If I hadn’t have reached the bottoms, I wouldn’t have…
Learnt that a problem shared in a problem halved
Realised who my true friends were
Learnt that I had nothing to lose by coming out of my shell, and not hiding myself away
Experienced my first date! Regardless of what came to pass, that’s a milestone, and it was still a great date
Learnt to guard my heart
Got over my shyness, and gained confidence
Learnt to feel free to speak my mind
Seen the best and the worst in people
Seen the best and the worst in me
Had fun in the process! It wasn’t all bad, all of the time. Some of the dates I went on, and the nights I had, were great, and no different to what other women experience. I learnt to let my hair down.
Experienced falling in love
Experienced heartbreak and came out the other side
Experiend betrayal and came out stronger
Been strong enough to walk away from someone who had a hold on me
Been able to look at my life and make constructive changes
Become unapologetically myself
Learnt to care again
Met the kind of man I thought didn’t really exist, I met the man I want to spend the rest of my life with
Learnt that being vulnerable is one of the bravest things you can be
Basically, this has been a really long, drawn out way of saying: life has loads, and loads, and loads of shit times.
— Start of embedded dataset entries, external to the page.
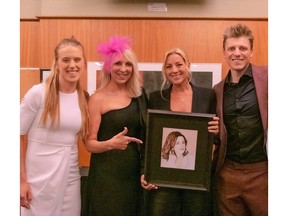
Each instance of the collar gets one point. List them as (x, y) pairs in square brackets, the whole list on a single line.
[(248, 73)]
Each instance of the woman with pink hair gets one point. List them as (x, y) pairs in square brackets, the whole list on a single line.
[(118, 113)]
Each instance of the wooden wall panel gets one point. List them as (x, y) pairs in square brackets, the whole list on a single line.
[(200, 38), (29, 44), (28, 78)]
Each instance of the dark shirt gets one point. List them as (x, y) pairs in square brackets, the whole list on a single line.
[(243, 121)]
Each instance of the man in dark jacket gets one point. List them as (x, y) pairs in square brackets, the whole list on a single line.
[(242, 105)]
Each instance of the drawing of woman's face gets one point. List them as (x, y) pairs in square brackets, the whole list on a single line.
[(180, 145)]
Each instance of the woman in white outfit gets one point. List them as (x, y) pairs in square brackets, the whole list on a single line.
[(52, 115)]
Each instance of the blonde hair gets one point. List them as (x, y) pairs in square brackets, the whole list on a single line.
[(133, 85), (51, 102)]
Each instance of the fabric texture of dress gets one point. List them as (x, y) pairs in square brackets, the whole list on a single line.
[(114, 176), (52, 155)]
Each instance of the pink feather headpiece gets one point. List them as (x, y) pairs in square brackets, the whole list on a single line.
[(115, 47)]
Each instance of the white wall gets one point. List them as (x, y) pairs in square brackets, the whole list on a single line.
[(30, 9)]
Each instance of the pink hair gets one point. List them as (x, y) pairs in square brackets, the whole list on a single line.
[(109, 51)]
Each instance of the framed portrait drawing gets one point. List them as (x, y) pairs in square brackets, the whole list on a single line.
[(203, 75), (178, 151)]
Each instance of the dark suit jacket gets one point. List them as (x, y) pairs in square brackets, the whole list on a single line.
[(260, 77)]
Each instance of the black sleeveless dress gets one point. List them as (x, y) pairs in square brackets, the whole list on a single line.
[(114, 176)]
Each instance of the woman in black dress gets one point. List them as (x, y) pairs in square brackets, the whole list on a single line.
[(117, 111), (180, 96)]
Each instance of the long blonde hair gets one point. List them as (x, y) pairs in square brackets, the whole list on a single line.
[(133, 85), (51, 101)]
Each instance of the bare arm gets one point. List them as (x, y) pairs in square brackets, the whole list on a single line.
[(25, 190), (119, 141)]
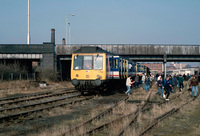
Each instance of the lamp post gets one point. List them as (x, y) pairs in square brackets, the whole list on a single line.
[(69, 28), (28, 33)]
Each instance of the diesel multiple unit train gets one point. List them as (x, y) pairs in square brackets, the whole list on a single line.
[(93, 68)]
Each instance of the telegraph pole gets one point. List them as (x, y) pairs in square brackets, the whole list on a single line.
[(28, 34)]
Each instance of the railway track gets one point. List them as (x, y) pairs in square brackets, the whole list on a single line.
[(6, 114), (164, 116), (144, 108), (33, 97), (118, 118), (4, 100)]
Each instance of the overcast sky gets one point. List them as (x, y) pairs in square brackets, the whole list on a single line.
[(102, 21)]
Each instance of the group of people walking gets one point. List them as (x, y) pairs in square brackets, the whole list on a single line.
[(165, 85), (170, 84)]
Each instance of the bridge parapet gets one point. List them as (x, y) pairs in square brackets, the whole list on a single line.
[(135, 49)]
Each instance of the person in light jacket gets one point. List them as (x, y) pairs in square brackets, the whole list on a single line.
[(128, 84), (194, 84)]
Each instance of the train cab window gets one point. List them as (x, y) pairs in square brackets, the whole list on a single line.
[(116, 63), (78, 62), (98, 62), (87, 62)]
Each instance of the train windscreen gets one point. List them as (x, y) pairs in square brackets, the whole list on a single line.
[(88, 62)]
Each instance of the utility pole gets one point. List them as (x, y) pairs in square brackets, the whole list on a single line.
[(28, 34)]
Whether it’s circumstantial, a mental illness, or both: life can be really hard, and really tough. But for every bad experience you have, and for every down phase you go through, there is always something you can take away from it that you didn’t have before. A lesson to learn, a feeling to cherish, a new characteristic, or even just the desire never to be in that place again.
And it’s not as simple as up and down. You don’t start at the top then just pelt it down to rock bottom, it’s a journey. One day you’ll be feeling awful, and the next you might be ok… your rock bottom may last moments or it may last months, and the recovery isn’t simple.
I started off as a young, naïve, loyal, sensitive, and kind person, and over time I changed. I changed into a not always nice, quite cold person, who was determined to be alone. Now I’ve become a confident, kind, strong, loyal and driven person, who will definitely not take any shit, but is sure of my morals, and I won’t deny, I 100% do care.
Had I not been through all that I’ve been through, I would never be the person I am today.
You have to go through life, learning the lessons and taking the punches, because they will mould you and shape you into the warrior you’re destined to be.
Most importantly, try to remember: the bad times, make the good times even better.
If you’re struggling with a mental illness, why not seek help? It won’t solve your problems, it won’t change you overnight, and it won’t rid you of your mental illness. But it may just give you that support system you need, and the skills to cope. It could help pull you through, and get you to the other side where you’ll be a stronger you.